I’m happy to say 13.1 miles later, we survived, and we finished! I’m so proud of Alex for completing his first half marathon. (When I first met him, he could hardly run a mile with me!) This was my fourth half marathon, and it does get a lot easier over time. Although, I’m still gathering the courage to sign up for a full 26.2 mile marathon.
So back to the dish- this sesame almond noodle is super easy to make. Eat it hot or cold, it is delicious either way. Plus, it is vegetarian! It can be made vegan using pasta made without eggs. AND you can even make it gluten-free by substituting tamari gluten-free soy sauce and an alternative pasta like corn pasta or quinoa pasta.
I prefer to use spaghetti pasta instead of Japanese buckwheat or udon. Spaghetti is a stronger noodle and it is less likely to break when you toss the sauce in. Spaghetti is also readily available, making this recipe very easy to replicate. Udon and soba noodles can get pretty sticky once cooked, especially if you are trying to coat them in a creamy sauce.
Of course, this noodle dish isn’t just for pre-marathon carb-loading. If you don’t want to eat too much carbs, you can toss the noodles in a salad of shredded carrots, cucumbers and bean sprouts for a healthier and lighter option. During the summer months of grilling season, I like to add grilled tofu or chicken alongside these noodles.
Sesame Almond Noodles
Yield: Serves 3-4
- 1/2 pound spaghetti
- 2 Tablespoons unsalted creamy almond butter
- 2 Tablespoons rice vinegar
- 3 Tablespoons low-sodium soy sauce
- 1 Tablespoon sesame oil
- 1 Tablespoon water**
- green onions, to garnish
- toasted sesame seeds, to garnish
- crushed red pepper flakes, for extra spice
Cook spaghetti to al dente in a pot of salted water according to package directions.
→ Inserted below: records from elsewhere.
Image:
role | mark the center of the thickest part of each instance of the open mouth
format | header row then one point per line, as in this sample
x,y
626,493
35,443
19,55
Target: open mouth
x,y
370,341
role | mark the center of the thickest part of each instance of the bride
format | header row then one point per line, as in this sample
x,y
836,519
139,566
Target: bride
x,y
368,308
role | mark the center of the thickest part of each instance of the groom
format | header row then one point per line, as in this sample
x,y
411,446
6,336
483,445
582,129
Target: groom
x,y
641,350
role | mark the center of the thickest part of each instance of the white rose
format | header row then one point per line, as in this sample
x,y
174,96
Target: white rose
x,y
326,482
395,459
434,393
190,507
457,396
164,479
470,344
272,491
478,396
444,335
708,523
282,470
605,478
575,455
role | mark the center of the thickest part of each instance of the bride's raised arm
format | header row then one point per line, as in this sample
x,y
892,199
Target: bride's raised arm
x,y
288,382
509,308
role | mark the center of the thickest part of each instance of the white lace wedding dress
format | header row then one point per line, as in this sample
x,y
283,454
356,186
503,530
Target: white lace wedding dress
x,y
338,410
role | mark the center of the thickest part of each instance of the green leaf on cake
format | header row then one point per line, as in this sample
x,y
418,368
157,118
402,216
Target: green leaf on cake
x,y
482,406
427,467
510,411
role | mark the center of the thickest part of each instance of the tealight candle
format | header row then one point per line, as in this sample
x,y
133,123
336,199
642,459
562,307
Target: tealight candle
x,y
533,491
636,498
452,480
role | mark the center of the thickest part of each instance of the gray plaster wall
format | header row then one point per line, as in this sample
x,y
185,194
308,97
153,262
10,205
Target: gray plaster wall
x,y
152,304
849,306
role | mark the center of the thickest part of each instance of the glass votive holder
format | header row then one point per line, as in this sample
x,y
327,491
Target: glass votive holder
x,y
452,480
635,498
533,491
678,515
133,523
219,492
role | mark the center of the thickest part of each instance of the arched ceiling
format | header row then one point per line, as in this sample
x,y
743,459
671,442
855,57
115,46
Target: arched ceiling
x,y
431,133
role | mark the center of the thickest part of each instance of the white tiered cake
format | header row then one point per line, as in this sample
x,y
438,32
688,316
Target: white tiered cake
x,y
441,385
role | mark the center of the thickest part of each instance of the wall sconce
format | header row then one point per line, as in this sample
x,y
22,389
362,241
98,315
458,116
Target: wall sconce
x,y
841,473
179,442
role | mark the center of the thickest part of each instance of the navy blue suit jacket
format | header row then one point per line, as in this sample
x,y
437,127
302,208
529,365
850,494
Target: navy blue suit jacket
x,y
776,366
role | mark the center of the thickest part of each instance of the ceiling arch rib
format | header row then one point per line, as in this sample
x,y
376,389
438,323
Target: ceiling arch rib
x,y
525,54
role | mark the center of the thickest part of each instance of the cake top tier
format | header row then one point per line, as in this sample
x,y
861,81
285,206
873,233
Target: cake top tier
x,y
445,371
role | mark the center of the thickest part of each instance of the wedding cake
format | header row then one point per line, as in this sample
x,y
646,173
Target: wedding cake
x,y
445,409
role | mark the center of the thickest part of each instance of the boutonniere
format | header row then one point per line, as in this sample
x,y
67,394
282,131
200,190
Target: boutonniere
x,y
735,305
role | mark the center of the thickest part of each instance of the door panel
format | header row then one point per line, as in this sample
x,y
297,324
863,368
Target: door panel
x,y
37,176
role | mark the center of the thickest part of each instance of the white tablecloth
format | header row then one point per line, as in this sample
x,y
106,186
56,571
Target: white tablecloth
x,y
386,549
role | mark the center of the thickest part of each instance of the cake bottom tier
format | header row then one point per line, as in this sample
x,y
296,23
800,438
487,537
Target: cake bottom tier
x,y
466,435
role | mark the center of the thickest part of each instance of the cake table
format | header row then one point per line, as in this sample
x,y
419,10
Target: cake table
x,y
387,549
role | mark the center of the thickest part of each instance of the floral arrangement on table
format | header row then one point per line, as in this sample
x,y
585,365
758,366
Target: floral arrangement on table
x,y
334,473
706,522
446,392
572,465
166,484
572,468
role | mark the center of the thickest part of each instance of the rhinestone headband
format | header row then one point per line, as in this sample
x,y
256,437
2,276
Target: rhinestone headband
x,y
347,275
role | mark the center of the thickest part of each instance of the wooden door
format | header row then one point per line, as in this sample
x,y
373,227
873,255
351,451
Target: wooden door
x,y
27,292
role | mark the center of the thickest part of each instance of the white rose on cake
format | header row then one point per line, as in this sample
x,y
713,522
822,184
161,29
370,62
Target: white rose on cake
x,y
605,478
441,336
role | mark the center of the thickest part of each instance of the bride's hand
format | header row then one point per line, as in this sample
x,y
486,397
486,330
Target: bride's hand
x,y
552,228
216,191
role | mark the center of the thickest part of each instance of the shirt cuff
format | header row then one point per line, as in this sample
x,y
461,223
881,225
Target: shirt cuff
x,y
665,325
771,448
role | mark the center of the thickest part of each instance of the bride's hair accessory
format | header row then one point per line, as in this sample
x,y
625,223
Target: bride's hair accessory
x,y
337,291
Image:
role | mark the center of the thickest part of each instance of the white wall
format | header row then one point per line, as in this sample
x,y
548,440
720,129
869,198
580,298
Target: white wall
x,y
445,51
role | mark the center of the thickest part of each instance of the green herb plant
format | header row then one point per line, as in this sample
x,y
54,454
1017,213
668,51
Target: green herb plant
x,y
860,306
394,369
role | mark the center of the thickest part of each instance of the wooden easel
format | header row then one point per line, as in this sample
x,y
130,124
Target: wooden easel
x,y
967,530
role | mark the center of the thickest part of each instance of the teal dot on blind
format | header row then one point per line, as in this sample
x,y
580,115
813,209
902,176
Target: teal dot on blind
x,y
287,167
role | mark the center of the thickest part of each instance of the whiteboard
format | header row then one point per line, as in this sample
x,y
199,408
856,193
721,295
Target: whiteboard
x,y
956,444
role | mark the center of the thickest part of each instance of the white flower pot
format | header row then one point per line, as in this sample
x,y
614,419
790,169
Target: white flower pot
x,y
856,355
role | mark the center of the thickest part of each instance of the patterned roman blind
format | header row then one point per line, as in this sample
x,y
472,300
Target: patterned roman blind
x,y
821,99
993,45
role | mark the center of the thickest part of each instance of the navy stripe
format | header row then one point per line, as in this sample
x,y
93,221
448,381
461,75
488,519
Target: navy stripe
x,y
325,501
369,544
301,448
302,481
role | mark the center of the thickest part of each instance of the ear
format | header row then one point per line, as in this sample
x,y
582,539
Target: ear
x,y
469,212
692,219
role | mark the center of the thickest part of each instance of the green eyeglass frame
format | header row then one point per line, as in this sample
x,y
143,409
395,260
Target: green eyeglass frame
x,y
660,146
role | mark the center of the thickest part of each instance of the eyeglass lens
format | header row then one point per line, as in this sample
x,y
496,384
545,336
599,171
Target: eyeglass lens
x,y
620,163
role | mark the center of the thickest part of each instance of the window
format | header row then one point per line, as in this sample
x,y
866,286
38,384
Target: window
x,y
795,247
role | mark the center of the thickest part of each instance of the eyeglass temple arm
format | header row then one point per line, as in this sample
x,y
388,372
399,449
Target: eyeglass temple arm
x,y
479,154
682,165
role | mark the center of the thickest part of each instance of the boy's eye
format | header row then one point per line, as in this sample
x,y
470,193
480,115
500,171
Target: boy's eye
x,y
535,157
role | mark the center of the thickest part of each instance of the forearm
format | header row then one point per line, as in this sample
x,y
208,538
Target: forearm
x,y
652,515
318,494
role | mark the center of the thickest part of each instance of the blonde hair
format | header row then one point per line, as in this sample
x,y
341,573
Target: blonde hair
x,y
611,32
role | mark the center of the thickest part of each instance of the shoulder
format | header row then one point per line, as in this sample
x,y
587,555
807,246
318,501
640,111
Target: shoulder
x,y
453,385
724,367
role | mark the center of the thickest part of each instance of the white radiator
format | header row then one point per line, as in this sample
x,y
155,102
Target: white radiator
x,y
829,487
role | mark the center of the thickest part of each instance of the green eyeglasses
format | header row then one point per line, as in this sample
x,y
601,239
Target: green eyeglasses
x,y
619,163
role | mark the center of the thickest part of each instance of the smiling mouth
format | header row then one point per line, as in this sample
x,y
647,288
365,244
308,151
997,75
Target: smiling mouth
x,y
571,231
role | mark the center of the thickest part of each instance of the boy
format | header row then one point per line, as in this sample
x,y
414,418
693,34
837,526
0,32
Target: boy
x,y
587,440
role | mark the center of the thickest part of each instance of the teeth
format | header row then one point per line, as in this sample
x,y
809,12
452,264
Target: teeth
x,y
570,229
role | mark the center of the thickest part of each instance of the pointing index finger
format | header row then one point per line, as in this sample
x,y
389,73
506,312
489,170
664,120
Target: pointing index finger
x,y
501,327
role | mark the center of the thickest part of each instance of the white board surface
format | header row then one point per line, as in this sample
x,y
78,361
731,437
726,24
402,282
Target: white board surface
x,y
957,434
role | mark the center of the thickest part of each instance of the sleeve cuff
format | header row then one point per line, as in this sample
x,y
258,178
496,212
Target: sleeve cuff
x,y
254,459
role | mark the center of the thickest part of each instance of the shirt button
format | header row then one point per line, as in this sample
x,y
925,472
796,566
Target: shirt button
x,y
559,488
Drain and rinse with cold water to stop cooking. Drain and set aside.
In a large liquid measuring cup, combine almond butter, rice vinegar, soy sauce and sesame oil. Stir to combine. Let sit for a couple minutes to allow almond butter to dissolve.
**If sauce is too thick, add 1 Tbsp water to thin out slightly.
Once sauce is smooth, pour over cooked spaghetti noodles. Toss to combine. Serve with chopped green onions, toasted sesame seeds, and crushed red pepper flakes. Enjoy warm or chilled.